What's the best thing to put under an area rug for cushioning and to keep the rug in place? 

I've heard that carpet companies have some sort of felt that is better than a carpet pad (1/4" or 3/8") because it doesn't stick to hardwood floors.


----------



## poppameth (Oct 2, 2008)

You need rug pad. There is a heavy synthetic jute pad with a rubberized back on it that provides a good firm padding with great slip resistance. Ours is called AnchorGrip, but that is a private labeled name for the company we buy it from.


----------



## user1007 (Sep 23, 2009)

You wouldn't want to use it on an antique oriental rug but there is also a latex compound you can paint on area rugs. It will not add much cushion though. 

The area rug padding mentioned is probably your best bet. I've never found anything that does not eventually react with floor finishes though. You can usually buff it out when done with the rug. Also, depending on the UV protection on the floor, don't be surprised at the difference in color when you pull the area rug up a few years down the line---especially if your floor has a darker color and stain to it. 

And finally, be sure to pull the rug up periodically and vacuum underneath it. In even the cleanest of houses you will surprised at the amount of grit that can sneak under a rug and etch away at the floor is you grind it around walking on it.


----------



## handy man88 (Jan 23, 2007)

poppameth said:


> You need rug pad. There is a heavy synthetic jute pad with a rubberized back on it that provides a good firm padding with great slip resistance. Ours is called AnchorGrip, but that is a private labeled name for the company we buy it from.

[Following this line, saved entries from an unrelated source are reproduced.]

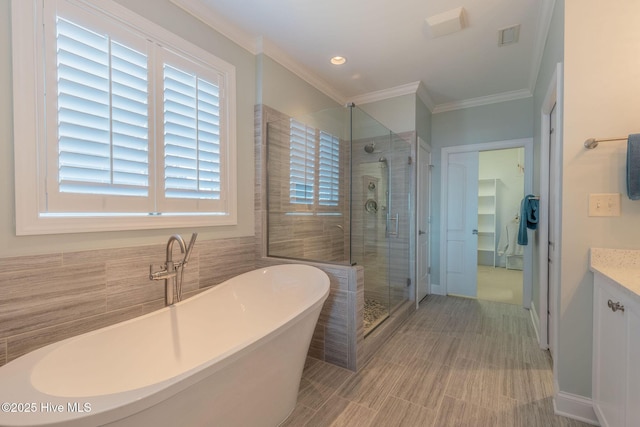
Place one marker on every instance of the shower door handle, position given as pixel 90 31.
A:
pixel 389 219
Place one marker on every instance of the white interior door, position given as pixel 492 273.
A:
pixel 553 273
pixel 424 215
pixel 462 224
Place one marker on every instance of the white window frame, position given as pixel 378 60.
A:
pixel 29 128
pixel 313 202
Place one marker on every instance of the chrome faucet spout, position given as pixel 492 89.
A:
pixel 172 239
pixel 172 271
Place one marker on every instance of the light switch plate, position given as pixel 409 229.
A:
pixel 604 204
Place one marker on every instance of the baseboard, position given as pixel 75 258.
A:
pixel 437 289
pixel 576 407
pixel 535 320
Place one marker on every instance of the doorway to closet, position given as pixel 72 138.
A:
pixel 475 214
pixel 500 257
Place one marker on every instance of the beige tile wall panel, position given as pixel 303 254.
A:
pixel 31 299
pixel 18 345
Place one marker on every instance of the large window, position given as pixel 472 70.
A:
pixel 132 126
pixel 314 166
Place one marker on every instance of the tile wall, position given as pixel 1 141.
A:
pixel 47 298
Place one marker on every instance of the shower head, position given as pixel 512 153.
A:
pixel 591 143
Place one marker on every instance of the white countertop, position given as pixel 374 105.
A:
pixel 620 265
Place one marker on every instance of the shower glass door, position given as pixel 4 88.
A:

Do rug pads only secure the rug in place, or does it provide cushioning also?


----------



## handy man88 (Jan 23, 2007)

sdsester said:


> You wouldn't want to use it on an antique oriental rug but there is also a latex compound you can paint on area rugs. It will not add much cushion though.
> 
> The area rug padding mentioned is probably your best bet. I've never found anything that does not eventually react with floor finishes though. You can usually buff it out when done with the rug. Also, depending on the UV protection on the floor, don't be surprised at the difference in color when you pull the area rug up a few years down the line---especially if your floor has a darker color and stain to it.
> 
> And finally, be sure to pull the rug up periodically and vacuum underneath it. In even the cleanest of houses you will surprised at the amount of grit that can sneak under a rug and etch away at the floor is you grind it around walking on it.


You're right about the grit.

Where my rug will be located, the living room does not get direct sunlight as it is north facing.


----------



## AndyGump (Sep 26, 2010)

I just sweep my dirt under the rug.

Andy.


----------



## poppameth (Oct 2, 2008)

It provides padding as well as slip resistance. But it isn't a squishy pad. It's very firm compared to a carpet pad.


----------



## handy man88 (Jan 23, 2007)

poppameth said:


> You need rug pad. There is a heavy synthetic jute pad with a rubberized back on it that provides a good firm padding with great slip resistance. Ours is called AnchorGrip, but that is a private labeled name for the company we buy it from.


How much is the charge per square yard?


----------



## poppameth (Oct 2, 2008)

The stuff isn't cheap. We generally sell it around $8.00 a SY, but costs fluctuate on padding all the time. It could be a lot different from whoever you buy it from locally.


----------